The magnificent country around Scutari for miles on miles square--most fertile ground, producing, beside wheat, the finest tobacco known for cigarettes generally sold as of Cavalla (and how many nervous hours I have soothed with it during these campaigns), and enormous crops of maize--lies a large part of the time every year under water, as I had found it, for the sole reason that the Drin, which ought to empty into the sea below the Boyana (the outlet of the Lake of Scutari, the Moratcha, etc.), has built a bar by its floods and abandoned its proper course, emptying into the lake a flood which the Boyana is incapable of managing.
The fortress was a relic of Dushan, little mended by the Turk, and had been three times struck by lightning, the magazine each time exploding (once while I was in Montenegro), only because the Turkish government, in putting up the lightning-rod and finding the supply of rod short, had pieced it out with telegraph wire.

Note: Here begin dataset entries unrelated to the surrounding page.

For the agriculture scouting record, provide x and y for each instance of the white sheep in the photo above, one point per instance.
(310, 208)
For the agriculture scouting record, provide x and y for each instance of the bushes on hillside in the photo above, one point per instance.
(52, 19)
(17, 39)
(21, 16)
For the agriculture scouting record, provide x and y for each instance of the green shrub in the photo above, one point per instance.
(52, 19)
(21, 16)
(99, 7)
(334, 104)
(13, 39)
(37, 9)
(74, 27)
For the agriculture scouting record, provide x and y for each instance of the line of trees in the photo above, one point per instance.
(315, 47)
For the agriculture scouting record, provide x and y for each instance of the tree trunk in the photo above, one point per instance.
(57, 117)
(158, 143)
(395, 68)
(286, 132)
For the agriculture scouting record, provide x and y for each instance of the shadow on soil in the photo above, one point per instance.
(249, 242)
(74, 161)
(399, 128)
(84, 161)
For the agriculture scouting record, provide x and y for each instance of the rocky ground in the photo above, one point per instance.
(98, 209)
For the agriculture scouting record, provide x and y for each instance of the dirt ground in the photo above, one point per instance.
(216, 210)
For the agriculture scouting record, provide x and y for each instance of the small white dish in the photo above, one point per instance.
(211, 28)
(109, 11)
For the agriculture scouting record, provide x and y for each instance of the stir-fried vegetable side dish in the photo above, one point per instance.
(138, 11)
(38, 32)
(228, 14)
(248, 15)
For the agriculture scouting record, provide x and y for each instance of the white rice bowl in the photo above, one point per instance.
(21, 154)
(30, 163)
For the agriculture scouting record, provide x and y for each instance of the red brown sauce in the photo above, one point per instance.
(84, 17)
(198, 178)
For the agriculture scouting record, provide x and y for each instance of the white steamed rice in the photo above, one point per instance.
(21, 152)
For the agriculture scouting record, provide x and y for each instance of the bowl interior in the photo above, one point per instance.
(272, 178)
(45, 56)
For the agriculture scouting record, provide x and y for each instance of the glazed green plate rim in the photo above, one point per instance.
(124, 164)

The body of the rod had fulfilled its destiny in attracting the lightning, while the telegraph wire, not being able to carry the load brought to it, had discharged it into the magazine.

And, when I saw it, the wire was still inviting another disaster.

I found in Eshref Pasha a most interesting and amiable personage, out of his place completely in the management of a turbulent and really hostile Christian population, with whom his very best qualities were a disqualification.